Gov. Inslee announces phased plan for resuming visits at long-term care facilities
Gov. Jay Inslee announced Thursday a phased plan for resuming visits and other activities at long-term care facilities.
The plan to ease visitation restrictions imposed in the spring to slow the spread of COVID-19 has four phases and takes effect Wednesday.
“We have come far enough both in our restraint of the pandemic and in our ability to develop protocols that will work to continue to protect the physical health of our residents while giving them much greater contact with loved ones in visitation, in many many contexts,” Inslee said at a virtual press conference Thursday.
“This is good not just for the people in long-term care, but for their relatives as well.”
The state’s roughly 4,000 long-term care facilities — such as nursing homes, assisted living facilities and adult family homes — will start in phase one and apply to advance to other less restrictive phases.
The plan is separate from the state’s Safe Start plan, though Department of Social and Health Services Secretary Cheryl Strange said it mirrors it. She joined Inslee on the call.
“You cannot be higher in a long-term care facility or phase than the current county is,” Strange said in response to a reporter’s question.
According to DSHS and the governor’s office:
Compassionate care visits, window visits, remote visitors, and a limit of two outdoor visits a day will be allowed in Phase 1. Communal dining and other group activities won’t be recommended.
Phase 2 will allow indoor visits when remote or outdoor visits won’t work, and each resident will be limited to one indoor visitor. Visitors will be checked for symptoms and will be required to wear masks. Limited group activities will be allowed.

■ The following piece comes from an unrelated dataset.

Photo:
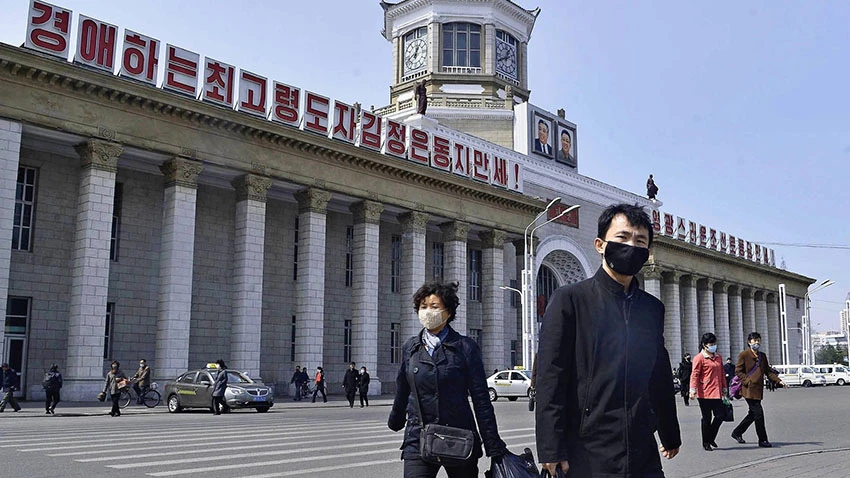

In Phase 3 residents will be able to leave a facility if they socially distance, wear a mask, and are checked for symptoms when they get back. More visits will be allowed in this phase, but they’ll still be limited and encouraged to be held outside. Visitors in this phase will be able to join in group activities.
Facilities will use their regular procedures for visits and group activities in Phase 4, but will still have testing and screening protocols for COVID-19. No county has reached Phase 4 yet.
Facilities will need to have 28 days without any residents or staff testing positive to advance phases, and they have to have at least 14 days’ worth of personal protective equipment. A facility won’t be allowed to advance if community coronavirus transmission rates are high.
To be in Phase 2, for instance, Strange said cases in a facility’s community will need to be between 25 and 75 cases per 100,000 people for two weeks. To be in Phase 3, that number will be 10 to 25 cases per 100,000 people. Advancing to Phase 4 will require less than 10 cases per 100,000.
Recent data showed Thurston County at 66.2 cases per 100,000 over a two-week period, and Pierce County reported a 14-day case rate of 144.5 cases per 100,000 people Thursday.
As of Wednesday, the most recent data available showed Whatcom County at 63.9 cases per 100,000, Benton County at 313, and Franklin County at 578 cases per 100,000.
State Secretary of Health John Wiesman was on the Thursday’s call. He reiterated that it’s important for everyone to have “fewer, shorter, and safer interactions,” along with social distancing and masks, to control the spread of the virus.
He said there have been 5,694 COVID-19 cases associated with long-term care facilities — which includes residents, employees, or visitors — and 894 deaths. That’s 10 percent of the state’s cases and about 56 percent of fatalities, he said.
“We can’t be sure that they necessarily got these at a long-term care facility for all of those,” he said, “... but we know they were associated somehow at a long-term care facility.”
Strange said the facilities “quickly became the epicenter of the pandemic,” and that “families have had to endure the unthinkable, saying goodbye to loved ones on virtual platforms like Facetime or Zoom.”
She said the “difficult decision to restrict visitors bought DSHS time,” and that the new plan is “designed to keep Washingtonians that are highly susceptible to this virus safe and healthy during the pandemic, while providing them with much-needed quality time with their loved ones.”